Wanted for domestic violence offenses, he had led officers into a 30-minute police chase just minutes after a long phone call with Sergeant Peter Jenkins, during which he refused to turn himself in.
Footage of the shooting and the startling tone of the call were released last year by the state coroner as part of the inquest into the deaths of Constable Forte and Maddison.
Brett Forte’s killer, Ricky Maddison (pictured), was later shot dead by police after a 20-hour siege the following day
The video showed Maddison jumping out of his car to point a gun at Forte and his partner.
The gunman was driving his Nissan Navara when police spotted him just before 2 p.m. on May 29, 2017.
Officers chased him for 26 minutes with sirens wailing and lights flashing as he drove down a dirt road.
Constable Forte and his partner Cath Nielsen quickly joined the pursuit, becoming the primary police vehicle chasing Maddison.

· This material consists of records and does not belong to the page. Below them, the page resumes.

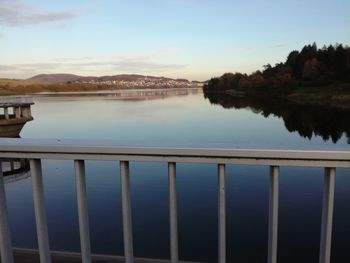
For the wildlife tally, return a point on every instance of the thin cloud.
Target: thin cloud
(132, 64)
(15, 13)
(279, 46)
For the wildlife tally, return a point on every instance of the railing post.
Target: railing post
(5, 236)
(126, 209)
(327, 215)
(6, 113)
(222, 214)
(83, 211)
(173, 213)
(17, 112)
(273, 215)
(39, 207)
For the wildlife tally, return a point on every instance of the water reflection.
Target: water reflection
(308, 120)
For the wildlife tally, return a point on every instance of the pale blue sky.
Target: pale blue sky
(194, 39)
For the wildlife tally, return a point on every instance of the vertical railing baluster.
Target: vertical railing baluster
(327, 215)
(5, 236)
(83, 211)
(39, 207)
(273, 215)
(173, 213)
(222, 214)
(126, 209)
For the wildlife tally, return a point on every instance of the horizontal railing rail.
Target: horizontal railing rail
(79, 151)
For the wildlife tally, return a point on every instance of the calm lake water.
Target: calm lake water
(181, 119)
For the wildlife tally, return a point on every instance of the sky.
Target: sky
(193, 39)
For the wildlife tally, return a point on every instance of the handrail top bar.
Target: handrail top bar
(54, 146)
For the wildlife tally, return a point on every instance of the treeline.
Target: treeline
(311, 67)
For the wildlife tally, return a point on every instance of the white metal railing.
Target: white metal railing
(35, 150)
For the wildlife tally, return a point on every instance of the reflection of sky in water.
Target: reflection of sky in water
(179, 120)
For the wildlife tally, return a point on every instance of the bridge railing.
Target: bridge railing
(79, 151)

“Just be aware he has been involved in firearms related crimes so be careful when arresting him,” Constable Forte is heard telling other officers during the pursuit.

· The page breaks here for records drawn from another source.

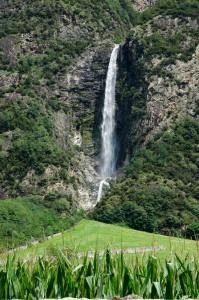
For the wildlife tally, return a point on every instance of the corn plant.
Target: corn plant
(64, 275)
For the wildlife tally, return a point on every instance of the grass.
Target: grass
(91, 235)
(62, 274)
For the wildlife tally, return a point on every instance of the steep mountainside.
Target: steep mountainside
(54, 59)
(158, 91)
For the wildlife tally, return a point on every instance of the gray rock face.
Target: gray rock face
(141, 5)
(170, 99)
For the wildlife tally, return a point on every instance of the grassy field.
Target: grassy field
(91, 235)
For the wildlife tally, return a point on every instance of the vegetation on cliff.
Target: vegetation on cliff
(159, 189)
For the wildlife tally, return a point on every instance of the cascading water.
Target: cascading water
(108, 154)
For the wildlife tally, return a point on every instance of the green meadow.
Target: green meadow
(91, 235)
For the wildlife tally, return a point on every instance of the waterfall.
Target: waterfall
(108, 153)
(108, 161)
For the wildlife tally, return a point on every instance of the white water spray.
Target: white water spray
(108, 154)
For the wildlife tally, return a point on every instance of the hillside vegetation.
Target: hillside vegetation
(40, 43)
(159, 189)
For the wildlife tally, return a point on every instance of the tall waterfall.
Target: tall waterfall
(108, 159)
(108, 154)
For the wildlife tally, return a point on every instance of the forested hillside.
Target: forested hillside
(54, 60)
(158, 83)
(54, 56)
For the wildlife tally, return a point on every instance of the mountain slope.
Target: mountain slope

As Maddison came to a stop on the dirt road, he was seen jumping out of his car and suddenly opening fire on the two police officers.
As they attempted to flee the area and backed down the road, their car rolled, leaving Mr Forte and Ms Nielsen as “sitting ducks”.

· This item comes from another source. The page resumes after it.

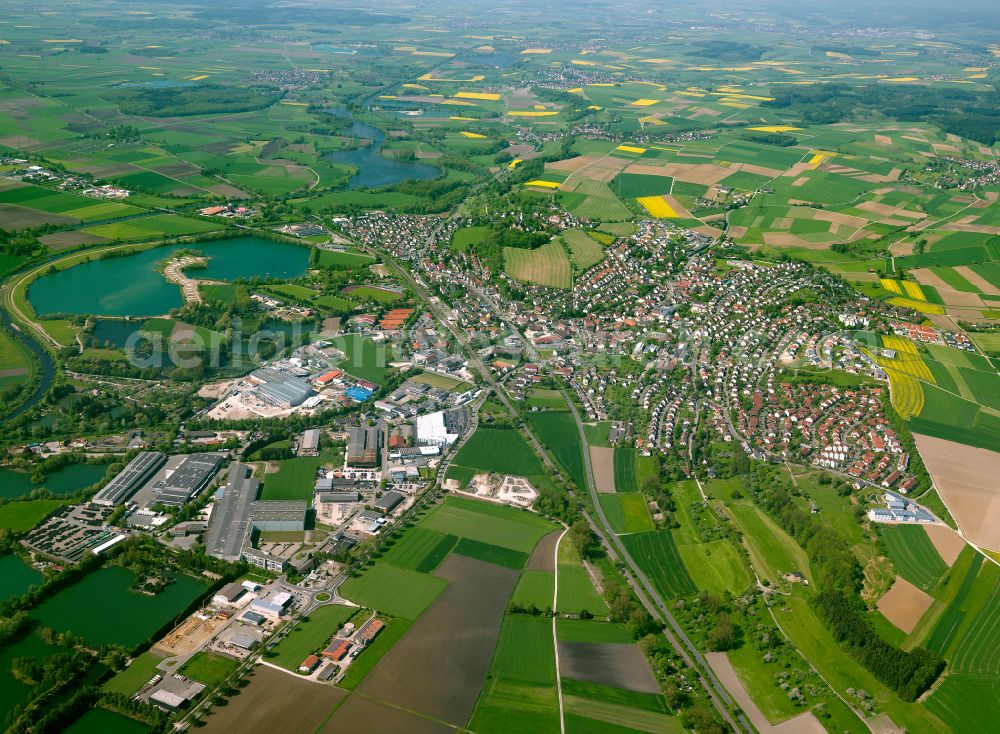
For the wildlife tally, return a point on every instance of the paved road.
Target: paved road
(647, 593)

Maddison points a gun at Constable Forte and Nielsen before opening fire on the officers
Constable Nielsen was then heard screaming for help.
‘Can someone help? We need help here. We need help here,’ she said.
“We sit in wait. Forty is injured. Forty is injured. there is blood We need a hand here.”
Constable Forte died after being shot in the groin and arm while Maddison fled to a nearby fort, where he too was later killed.
Before the chase unfolded, Maddison had called his local police station with the 35-minute explosive device being played at the inquest.
The call allowed police to track down the wanted man in Toowoomba.
Constable Forte answered the phone before handing it to Sergeant Jenkins, the Courier Mail reported.
Maddison has been back and forth with Jenkins about his case and has repeatedly refused to turn himself in.
“They (sic) ostracized me from society. So that’s why I don’t live by your damn rules anymore,” Maddison can be heard saying on the call.
“I have nowhere to live, I haven’t seen my damn family in a year. I can’t see my niece or my fucking nephew. I can’t see my friends, I don’t have a damn life.
‘You broke me and I have nowhere else to turn.’
At the end of the call, when Sergeant Jenkins asks Maddison to tell him where he is, the gunman is heard laughing and saying, “You’d like that, wouldn’t you?”